Marc scraped out a distracted chuckle. She could see that his headphone cords were curled into the outside mesh pocket of the backpack slung over his shoulder. She wouldn’t be driving him for his return trip to the airport, but she wondered if that would be a repeat too—would he be any more talkative than when he arrived? Surely his mind would already be on to the next thing.
Allie tried to put it out of her head and focus on collecting the metrics which were now routine. Then came the litany of additional basic measures which they didn’t bother with during the week so as not to hold up the team’s training schedule. Drawing blood wasn’t really the kind of thing one could linger over. She made do by being careful not to tape over the hair of his forearm as she secured the little cotton ball over the puncture point. Maybe she dragged her fingers a little wistfully over the smooth of his inner arm where his veins tracked strong beneath his skin.

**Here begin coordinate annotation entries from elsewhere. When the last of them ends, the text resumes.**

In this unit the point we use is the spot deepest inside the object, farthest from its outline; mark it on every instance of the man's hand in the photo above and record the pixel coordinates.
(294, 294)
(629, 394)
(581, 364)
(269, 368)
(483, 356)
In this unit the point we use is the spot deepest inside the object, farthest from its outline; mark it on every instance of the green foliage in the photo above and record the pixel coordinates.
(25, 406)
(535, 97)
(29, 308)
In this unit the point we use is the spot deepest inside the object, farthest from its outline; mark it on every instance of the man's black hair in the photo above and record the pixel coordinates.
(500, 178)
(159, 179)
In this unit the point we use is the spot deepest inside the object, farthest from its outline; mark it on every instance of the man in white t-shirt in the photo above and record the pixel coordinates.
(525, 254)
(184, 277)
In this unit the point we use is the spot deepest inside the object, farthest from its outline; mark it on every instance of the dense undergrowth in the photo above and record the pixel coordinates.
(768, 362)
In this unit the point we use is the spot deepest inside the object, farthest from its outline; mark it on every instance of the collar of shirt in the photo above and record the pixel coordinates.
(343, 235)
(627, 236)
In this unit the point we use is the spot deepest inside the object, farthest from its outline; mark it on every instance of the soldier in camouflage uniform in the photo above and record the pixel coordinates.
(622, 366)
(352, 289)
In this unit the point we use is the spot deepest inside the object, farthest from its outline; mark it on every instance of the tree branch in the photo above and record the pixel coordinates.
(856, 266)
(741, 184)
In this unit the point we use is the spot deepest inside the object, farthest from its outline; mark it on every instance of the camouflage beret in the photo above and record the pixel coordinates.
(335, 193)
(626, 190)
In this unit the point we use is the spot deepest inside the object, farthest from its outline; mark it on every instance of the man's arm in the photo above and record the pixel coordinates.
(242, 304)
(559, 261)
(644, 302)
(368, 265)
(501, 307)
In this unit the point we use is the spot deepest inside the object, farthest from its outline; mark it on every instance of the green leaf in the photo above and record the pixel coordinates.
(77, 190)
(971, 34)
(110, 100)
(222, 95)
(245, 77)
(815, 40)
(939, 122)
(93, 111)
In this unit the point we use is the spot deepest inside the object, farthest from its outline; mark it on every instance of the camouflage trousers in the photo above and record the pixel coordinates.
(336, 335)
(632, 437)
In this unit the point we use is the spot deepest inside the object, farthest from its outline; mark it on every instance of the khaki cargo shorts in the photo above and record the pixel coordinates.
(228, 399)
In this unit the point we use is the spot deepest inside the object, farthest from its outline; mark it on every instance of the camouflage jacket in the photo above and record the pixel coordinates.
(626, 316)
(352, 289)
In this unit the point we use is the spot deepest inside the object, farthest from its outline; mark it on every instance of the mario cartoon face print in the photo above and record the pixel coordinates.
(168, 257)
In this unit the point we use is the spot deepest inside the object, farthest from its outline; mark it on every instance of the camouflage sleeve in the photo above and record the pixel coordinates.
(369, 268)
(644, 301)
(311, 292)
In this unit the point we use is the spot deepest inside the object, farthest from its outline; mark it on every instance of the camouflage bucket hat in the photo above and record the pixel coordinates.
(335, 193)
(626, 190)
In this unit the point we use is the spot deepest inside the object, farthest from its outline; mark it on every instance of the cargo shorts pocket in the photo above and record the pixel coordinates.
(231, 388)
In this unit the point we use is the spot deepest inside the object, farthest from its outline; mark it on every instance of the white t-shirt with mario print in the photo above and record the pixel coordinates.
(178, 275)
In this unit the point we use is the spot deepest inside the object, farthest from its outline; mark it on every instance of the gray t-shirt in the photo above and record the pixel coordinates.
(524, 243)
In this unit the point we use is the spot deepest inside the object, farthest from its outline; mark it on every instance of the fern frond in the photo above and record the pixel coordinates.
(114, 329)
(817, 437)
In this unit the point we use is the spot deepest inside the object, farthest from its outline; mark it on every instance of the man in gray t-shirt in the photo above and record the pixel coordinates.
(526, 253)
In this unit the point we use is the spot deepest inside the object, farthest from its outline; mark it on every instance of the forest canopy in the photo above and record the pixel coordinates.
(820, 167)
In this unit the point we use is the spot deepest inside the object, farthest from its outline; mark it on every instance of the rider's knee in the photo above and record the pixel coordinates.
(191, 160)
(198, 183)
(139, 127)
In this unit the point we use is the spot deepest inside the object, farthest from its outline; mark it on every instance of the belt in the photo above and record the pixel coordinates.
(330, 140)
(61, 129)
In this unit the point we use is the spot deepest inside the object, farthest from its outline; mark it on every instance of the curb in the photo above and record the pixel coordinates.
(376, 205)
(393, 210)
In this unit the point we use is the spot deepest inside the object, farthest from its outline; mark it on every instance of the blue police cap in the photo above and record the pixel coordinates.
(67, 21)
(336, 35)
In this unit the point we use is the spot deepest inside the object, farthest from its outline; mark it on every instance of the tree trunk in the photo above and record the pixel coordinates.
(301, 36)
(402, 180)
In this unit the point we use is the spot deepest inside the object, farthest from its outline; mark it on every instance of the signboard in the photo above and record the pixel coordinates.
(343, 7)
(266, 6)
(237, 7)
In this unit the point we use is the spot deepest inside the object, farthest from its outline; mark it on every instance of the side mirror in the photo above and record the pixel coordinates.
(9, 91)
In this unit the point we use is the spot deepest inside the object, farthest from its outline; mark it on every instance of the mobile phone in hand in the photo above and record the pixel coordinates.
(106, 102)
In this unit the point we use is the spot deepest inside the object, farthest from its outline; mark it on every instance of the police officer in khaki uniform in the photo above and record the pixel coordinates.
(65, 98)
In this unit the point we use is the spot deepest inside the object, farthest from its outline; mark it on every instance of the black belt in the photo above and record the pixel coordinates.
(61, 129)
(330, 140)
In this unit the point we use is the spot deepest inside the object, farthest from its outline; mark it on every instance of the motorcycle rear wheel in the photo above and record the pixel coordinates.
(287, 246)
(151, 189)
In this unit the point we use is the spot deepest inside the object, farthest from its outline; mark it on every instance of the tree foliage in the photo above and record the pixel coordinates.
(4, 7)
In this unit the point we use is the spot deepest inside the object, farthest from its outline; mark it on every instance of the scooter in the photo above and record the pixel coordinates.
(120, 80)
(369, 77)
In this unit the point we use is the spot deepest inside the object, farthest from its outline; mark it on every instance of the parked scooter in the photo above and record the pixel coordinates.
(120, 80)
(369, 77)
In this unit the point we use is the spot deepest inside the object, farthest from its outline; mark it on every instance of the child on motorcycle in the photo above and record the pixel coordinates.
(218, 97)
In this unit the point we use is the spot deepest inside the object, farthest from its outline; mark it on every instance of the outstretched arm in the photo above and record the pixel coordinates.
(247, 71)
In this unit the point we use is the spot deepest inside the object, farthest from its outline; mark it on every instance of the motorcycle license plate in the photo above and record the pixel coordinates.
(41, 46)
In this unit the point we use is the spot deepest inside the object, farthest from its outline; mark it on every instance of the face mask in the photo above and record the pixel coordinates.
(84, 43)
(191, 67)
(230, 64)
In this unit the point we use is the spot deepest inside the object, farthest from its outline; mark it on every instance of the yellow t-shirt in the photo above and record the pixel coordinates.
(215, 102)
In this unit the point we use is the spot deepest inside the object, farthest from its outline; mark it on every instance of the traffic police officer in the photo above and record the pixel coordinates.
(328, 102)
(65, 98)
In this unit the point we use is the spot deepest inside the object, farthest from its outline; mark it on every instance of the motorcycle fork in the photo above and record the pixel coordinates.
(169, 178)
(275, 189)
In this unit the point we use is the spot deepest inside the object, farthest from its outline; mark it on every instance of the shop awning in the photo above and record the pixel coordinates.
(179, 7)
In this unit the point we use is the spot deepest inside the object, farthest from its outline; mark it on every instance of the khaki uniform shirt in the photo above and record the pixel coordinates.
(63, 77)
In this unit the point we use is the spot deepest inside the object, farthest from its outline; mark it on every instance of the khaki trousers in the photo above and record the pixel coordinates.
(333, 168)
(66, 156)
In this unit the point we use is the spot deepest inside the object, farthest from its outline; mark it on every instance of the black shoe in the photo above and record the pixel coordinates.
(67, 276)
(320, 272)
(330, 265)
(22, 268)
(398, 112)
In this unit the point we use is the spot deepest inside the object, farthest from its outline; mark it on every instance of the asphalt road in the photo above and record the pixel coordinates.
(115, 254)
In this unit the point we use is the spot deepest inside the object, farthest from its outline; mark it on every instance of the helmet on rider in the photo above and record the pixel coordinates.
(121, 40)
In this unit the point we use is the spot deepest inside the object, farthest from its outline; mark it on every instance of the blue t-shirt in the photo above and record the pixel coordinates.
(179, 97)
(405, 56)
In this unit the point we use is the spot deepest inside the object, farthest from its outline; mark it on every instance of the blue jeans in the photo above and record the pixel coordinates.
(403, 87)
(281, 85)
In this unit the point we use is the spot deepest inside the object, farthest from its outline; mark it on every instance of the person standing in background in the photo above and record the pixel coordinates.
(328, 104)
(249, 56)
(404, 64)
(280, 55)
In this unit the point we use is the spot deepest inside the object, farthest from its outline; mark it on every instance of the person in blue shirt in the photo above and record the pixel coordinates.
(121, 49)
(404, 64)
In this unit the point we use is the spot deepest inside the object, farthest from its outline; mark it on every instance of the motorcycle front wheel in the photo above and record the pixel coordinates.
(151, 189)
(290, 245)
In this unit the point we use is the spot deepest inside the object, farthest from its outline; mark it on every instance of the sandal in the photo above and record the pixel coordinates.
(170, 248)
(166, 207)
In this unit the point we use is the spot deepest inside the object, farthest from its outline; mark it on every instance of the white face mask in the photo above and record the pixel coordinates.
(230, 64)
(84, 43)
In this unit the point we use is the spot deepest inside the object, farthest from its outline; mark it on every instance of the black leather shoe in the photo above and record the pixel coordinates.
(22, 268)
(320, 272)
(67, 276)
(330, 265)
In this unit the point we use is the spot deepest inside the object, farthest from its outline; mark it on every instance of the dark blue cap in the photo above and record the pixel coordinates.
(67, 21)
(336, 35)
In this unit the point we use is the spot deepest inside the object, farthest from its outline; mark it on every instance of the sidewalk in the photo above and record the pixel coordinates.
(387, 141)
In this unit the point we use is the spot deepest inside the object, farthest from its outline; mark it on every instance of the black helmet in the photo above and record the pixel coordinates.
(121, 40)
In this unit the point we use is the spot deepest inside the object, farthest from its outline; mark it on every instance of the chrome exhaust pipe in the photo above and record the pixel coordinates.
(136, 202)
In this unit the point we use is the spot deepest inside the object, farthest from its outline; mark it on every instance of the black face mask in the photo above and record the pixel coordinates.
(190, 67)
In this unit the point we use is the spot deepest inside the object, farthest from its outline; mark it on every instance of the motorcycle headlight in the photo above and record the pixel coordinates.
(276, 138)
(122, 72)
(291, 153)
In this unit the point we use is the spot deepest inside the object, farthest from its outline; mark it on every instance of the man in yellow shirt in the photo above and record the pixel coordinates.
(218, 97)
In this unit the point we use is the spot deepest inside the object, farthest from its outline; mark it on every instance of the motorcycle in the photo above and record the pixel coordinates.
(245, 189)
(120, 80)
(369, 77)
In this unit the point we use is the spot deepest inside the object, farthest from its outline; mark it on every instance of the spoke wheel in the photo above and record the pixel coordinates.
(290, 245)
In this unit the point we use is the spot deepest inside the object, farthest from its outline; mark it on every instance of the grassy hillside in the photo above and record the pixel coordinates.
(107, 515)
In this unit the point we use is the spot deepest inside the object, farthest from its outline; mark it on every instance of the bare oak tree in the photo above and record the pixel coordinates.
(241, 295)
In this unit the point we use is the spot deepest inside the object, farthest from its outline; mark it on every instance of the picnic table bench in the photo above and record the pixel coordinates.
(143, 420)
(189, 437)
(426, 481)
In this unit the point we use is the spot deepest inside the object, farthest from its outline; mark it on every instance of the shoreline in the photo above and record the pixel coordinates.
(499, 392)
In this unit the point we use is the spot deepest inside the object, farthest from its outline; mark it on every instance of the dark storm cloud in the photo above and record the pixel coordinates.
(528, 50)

Violet had cast doubt on what kind of life he had led, but Allie saw little evidence of it on his body aside from the tattoos which stained his shoulders. Marc was in peak health, which was unsurprising for a man who’d been making a living playing a sport that demanded both stamina and strength-burst power. She thought back to the night when she found him alone downtown and wondered why she had pulled away from him.